Erken yaşta meme kanseri: Neden riskler daha fazla

Genel kanser türleri içinde en ölümcül beşinci, kadınlarda ise ilk sıralarda gelen meme kanserinin özellikle erken teşhisin az olması nedeniyle 40 yaş altında daha tehlikeli olduğu bildiriliyor.

Konuya ilişkin verileri paylaşan Fransa Meme Bilimleri ve Hastalıkları Enstitüsü (SFSPM) adlı bir kuruluşun araştırma yaptığı Fransa’da resmi verilere göre meme kanserine yakalananların ortalama yaşı 63 iken, 40 yaşın altında bu hastalığın tespit edildiği kadınlar da bulunuyor. Her yıl ortalama 60 bin yeni meme kanseri vakası kaydedilirken, bunların yüzde 5’ini 40 yaş altı kadınlar oluşturuyor.

ERKEN YAŞTA YAKALANMANIN NEDENLERİ

Yapılan araştırmalar, her ne kadar neden-sonuç ilişkisini kesin olarak ortaya koymasa da bazı faktörlerin kadınlarda 40 yaşından önce meme kanseri görülmesinde etkili olabileceği yönünde.
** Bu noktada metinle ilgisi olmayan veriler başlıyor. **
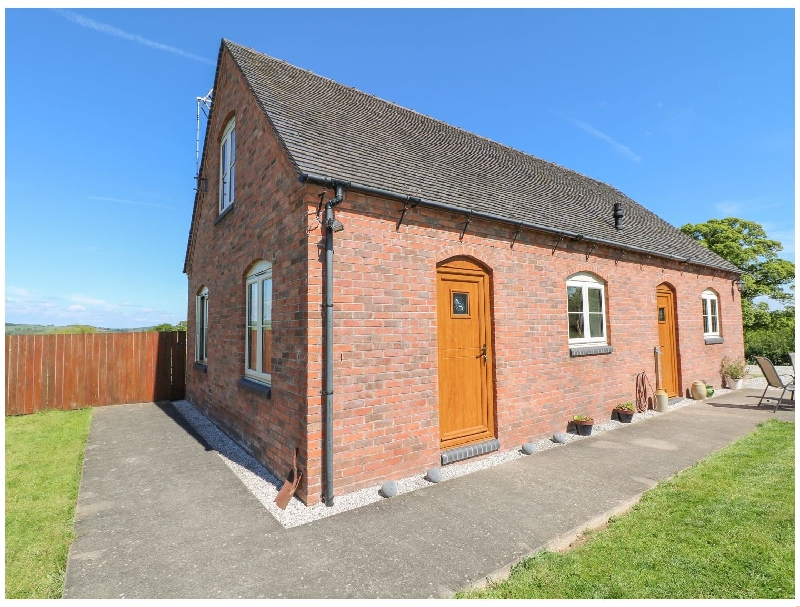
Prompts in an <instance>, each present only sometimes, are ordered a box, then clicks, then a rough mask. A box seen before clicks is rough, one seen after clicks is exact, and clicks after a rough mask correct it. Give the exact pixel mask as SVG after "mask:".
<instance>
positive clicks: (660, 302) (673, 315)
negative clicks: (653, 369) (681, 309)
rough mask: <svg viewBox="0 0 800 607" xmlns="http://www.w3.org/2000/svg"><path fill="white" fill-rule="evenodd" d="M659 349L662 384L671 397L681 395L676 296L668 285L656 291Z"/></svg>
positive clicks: (662, 287) (661, 381)
mask: <svg viewBox="0 0 800 607" xmlns="http://www.w3.org/2000/svg"><path fill="white" fill-rule="evenodd" d="M656 313H657V314H658V347H659V349H660V350H661V383H662V387H663V388H664V390H666V392H667V395H669V396H678V394H680V385H679V383H678V334H677V332H676V325H675V294H674V293H673V292H672V289H670V288H669V287H668V286H667V285H659V286H658V288H657V289H656Z"/></svg>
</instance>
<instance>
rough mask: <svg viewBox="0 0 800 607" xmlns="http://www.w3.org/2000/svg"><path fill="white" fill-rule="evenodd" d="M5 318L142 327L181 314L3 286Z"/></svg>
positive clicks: (68, 322) (77, 296)
mask: <svg viewBox="0 0 800 607" xmlns="http://www.w3.org/2000/svg"><path fill="white" fill-rule="evenodd" d="M5 308H6V321H7V322H14V323H28V324H41V325H47V324H55V325H69V324H88V325H94V326H96V327H115V328H121V327H142V326H151V325H157V324H159V323H162V322H171V323H173V324H175V323H177V322H178V321H179V320H181V319H180V318H176V315H175V314H171V313H169V312H167V311H165V310H158V309H154V308H147V307H144V306H141V305H137V304H128V305H127V306H125V307H123V306H122V305H117V304H112V303H109V302H106V301H103V300H102V299H94V298H92V297H86V296H84V295H69V296H66V297H64V296H57V297H49V296H42V295H40V294H38V293H35V292H33V291H31V290H29V289H24V288H21V287H14V286H9V287H7V288H6V301H5Z"/></svg>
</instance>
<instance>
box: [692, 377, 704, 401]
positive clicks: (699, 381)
mask: <svg viewBox="0 0 800 607" xmlns="http://www.w3.org/2000/svg"><path fill="white" fill-rule="evenodd" d="M705 397H706V385H705V384H704V383H703V382H701V381H696V382H694V383H693V384H692V398H693V399H695V400H703V399H704V398H705Z"/></svg>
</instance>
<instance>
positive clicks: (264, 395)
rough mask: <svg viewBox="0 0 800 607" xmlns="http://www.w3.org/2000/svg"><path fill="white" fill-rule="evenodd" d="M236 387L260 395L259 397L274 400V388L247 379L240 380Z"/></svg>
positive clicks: (260, 383) (254, 393) (248, 379)
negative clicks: (273, 392) (267, 398)
mask: <svg viewBox="0 0 800 607" xmlns="http://www.w3.org/2000/svg"><path fill="white" fill-rule="evenodd" d="M236 385H237V386H239V387H240V388H241V389H242V390H246V391H247V392H252V393H253V394H258V395H259V396H265V397H266V398H269V399H271V398H272V386H268V385H266V384H261V383H259V382H257V381H253V380H252V379H248V378H246V377H242V378H239V381H238V382H237V384H236Z"/></svg>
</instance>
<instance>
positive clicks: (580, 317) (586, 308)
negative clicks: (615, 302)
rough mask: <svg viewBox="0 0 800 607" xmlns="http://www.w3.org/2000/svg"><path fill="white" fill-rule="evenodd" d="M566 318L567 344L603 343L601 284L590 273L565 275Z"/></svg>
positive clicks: (605, 328)
mask: <svg viewBox="0 0 800 607" xmlns="http://www.w3.org/2000/svg"><path fill="white" fill-rule="evenodd" d="M567 318H568V326H569V343H570V345H571V346H584V345H585V346H594V345H605V344H606V343H607V340H606V315H605V286H604V284H603V283H602V282H601V281H600V280H599V279H598V278H597V277H596V276H594V275H593V274H589V273H588V272H581V273H579V274H574V275H572V276H570V277H569V279H567Z"/></svg>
Bunlar arasında 11 yaşından önce püberte (ergenlik) dönemine girilmesi; çocuk sahibi okunulmaması veya 30-35 yaş aralığında ilk çocuğun doğurulması; iyonlu radyasyonlara yoğun biçimde maruz kalınması bulunuyor. Ayrıca birinci ve ikinci dereceden akrabalarda aynı hastalığın görülmesi ile kanser öncesi lezyonların bizzat kendisinde görülmesi gibi durumlar, kadınların meme kanserine yakalanmasını arttırıcı riskler olarak kabul ediliyor.

MAMOGRAFİLERİN GEÇ YAŞTA YAPILMASI TÜMÖRLERİN TEHLİKESİNİ ARTTIRIYOR

Genç yaştaki kadın hastalarda meme kanserinin diğer yaşlara oranla daha tehlikeli olma riski de bulunuyor. Bu ise erken teşhis ile bağlantılı.

Örneğin Fransa’da normal şartlarda herhangi bir belirti olmamasına rağmen kadınların iki yılda bir ücretsiz mamografi hakkı bulunuyor. Son veriler, bu sayede meme kanseri vakalarının ve bu hastalıktan ölümlerin ciddi oranda azaldığını gösteriyor. Ayrıca meme kanserine yakalandıktan sonra en az 5 yıl yaşayabilen kadınların sayısı da her geçen gün artıyor. Yani erken teşhis çok ciddi öneme sahip. 

Ancak 40 yaş altı kadınlarda meme kanseri daha çok kendi kendine meme muayenesi veya tesadüfen bir doktor muayenesi sayesinde ortaya çıkıyor. Bu ise birçok vakada hastalığa neden olan tümörün ilerlemiş aşamalarında anlaşılması demek.

ÜÇTE BİRİ AMELİYAT GEREKTİRİYOR

Geç teşhis edilmeleri nedeniyle 40 yaş altı kadınlardaki meme kanserlerinin yüzde 35’inde mastektomi denilen ve kanser dokusunun alındığı ameliyatlara ihtiyaç duyuluyor. Ayrıca ameliyatla sonuçlanan vakalarda daha sonra tümörlerin yeniden çıkması ihtimalinin yüksek olması nedeniyle ameliyat edilenlerin yüzde 60-70 arası kadarının kemoterapiye ihtiyacı oluyor.

Ancak kemoterapi de özellikle çocuk sahibi olmak isteyen kadınlar açısından risk oluşturuyor, çünkü bu tür tedaviler doğurganlığı olumsuz etkiliyor.

GENEL RAKAMLAR

Birleşmiş Milletler (BM)’ye bağlı Dünya Sağlık Örgütü (DSÖ) verilerine göre, 2015 itibariyle tüm dünyadaki 8,8 milyon kanser ölümü içerisinde meme kanserinin payı 570 binin üzerinde idi. Akciğer, karaciğer, kolorektal ve mide kanserinden sonra en çok ölümlerde beşinci sırada gelen meme kanseri, kadınlarda ise birçok gelişmiş ülkede en fazla görülen kanser türlerinin başında geliyor.